Soudain, je repense a l‘homme pour lequel je pleurais depuis des heures tout juste. Celui qui me faisait tant de promesses. Celui qui passait son temps a repeter qu‘il m‘aimait; et auquel je semblais vouer un amour incommensurable. J‘avais completement oublie de l‘appeler durant l‘escale. Il etait, a mon grand etonnement, sorti de ma tronche, depuis l’instant ou j‘avais commence a parler a mon voisin. Ce coloc’ a toutes les traits durs qui souriait peu, le contraire du genre d‘homme que j‘appreciais. Etais-je si volage? Je commencais a douter de moi. Non gui?re que je puisse imaginer une seconde de revoir mon voisin…quoique..Non. Pas le genre.

Notre week-end se termina promptement. Cela gardait le regard ouverts, attentif a les moindres mouvements, precedant les souhaits. A l’arrivee, il attendit patiemment que les deux valises arrivent, les porta jusqu‘a Notre sortie, et me mit dans un taxi. Appelez-moi a votre arrivee exigea-t-il d‘une voix douce. Sans me laisser satisfaire, il ferma la porte et se dirigea aupres du parking.
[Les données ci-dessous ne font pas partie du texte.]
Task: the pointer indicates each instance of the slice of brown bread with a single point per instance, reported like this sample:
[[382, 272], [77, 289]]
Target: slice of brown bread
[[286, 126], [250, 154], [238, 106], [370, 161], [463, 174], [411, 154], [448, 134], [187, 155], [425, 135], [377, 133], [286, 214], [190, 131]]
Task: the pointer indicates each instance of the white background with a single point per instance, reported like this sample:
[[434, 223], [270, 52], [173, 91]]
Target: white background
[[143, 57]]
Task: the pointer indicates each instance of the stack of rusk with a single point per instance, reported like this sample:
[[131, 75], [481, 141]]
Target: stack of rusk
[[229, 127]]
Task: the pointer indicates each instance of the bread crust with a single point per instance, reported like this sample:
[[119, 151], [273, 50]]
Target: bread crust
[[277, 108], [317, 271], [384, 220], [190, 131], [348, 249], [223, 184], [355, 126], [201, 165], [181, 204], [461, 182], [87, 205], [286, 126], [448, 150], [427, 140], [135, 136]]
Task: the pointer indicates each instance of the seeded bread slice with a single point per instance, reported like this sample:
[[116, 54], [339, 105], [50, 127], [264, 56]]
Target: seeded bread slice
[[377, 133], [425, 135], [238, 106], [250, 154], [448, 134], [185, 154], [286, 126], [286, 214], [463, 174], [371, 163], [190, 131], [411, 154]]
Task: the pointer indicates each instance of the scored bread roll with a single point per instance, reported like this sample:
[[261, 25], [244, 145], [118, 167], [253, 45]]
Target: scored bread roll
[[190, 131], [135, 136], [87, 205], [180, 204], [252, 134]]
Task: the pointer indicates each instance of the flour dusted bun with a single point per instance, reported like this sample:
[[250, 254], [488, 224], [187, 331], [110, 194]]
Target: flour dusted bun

rce qu’il craignait la dependance; il craignait l’attachement; il craignait la souffrance d’une perdre apres l’avoir connue. Il allait se noyer dans ces corps multiples, multiples. Il ne choisissait moyennement ces dames. Beau garcon, il se mettait au bar et prenait la premiere qui venait. Toutes couleurs et l’ensemble de formes. Il la ramenait dans sa garconniere et lui faisait l’amour en permanence, avec rage et suffisamment de douceur pour qu’elle soit exaltee. Sa maitrise de la jouissance feminine est telle qu’il jouait avec votre corps comme d’un ballon, le faisant grimper au ciel, le dorenavant en haleine avant de le tuer en petite fond. Et de mourir lui aussi un peu a chaque fois. Au matin, il la mettait gentiment dehors, sans jamais reclamer le 06, sans jamais promettre d’une revoir. Cela se levait et prenait une douche glacee, epuise et malheureux, i  chaque fois, de ne point ressentir ce qu’il savait qu’il ressentirait avec cette dernii?re.

Elle est la. Belle devant lui. Un sourire doux sur le visage. C’est une telle douceur qui l’avait attire au premier jour. Une douceur du regard, ainsi, une generosite que l’on sent dans chacun de ses gestes. Il frissonne. Et se sent faible face a votre copine frele, bien plus petite que lui. Cela s’attend a des reproches. Il prepare son argumentaire: il aurait voulu lui ecrire, mais.. Elle cause avant lui. – j’suis desolee, je n’aurais nullement du te quitter par email. J’aurais du t’expliquer, te amener lui.

Alors juste, il apercoit derriere i§a votre homme, jamais tres excellent, qui se rapproche d’eux, lentement.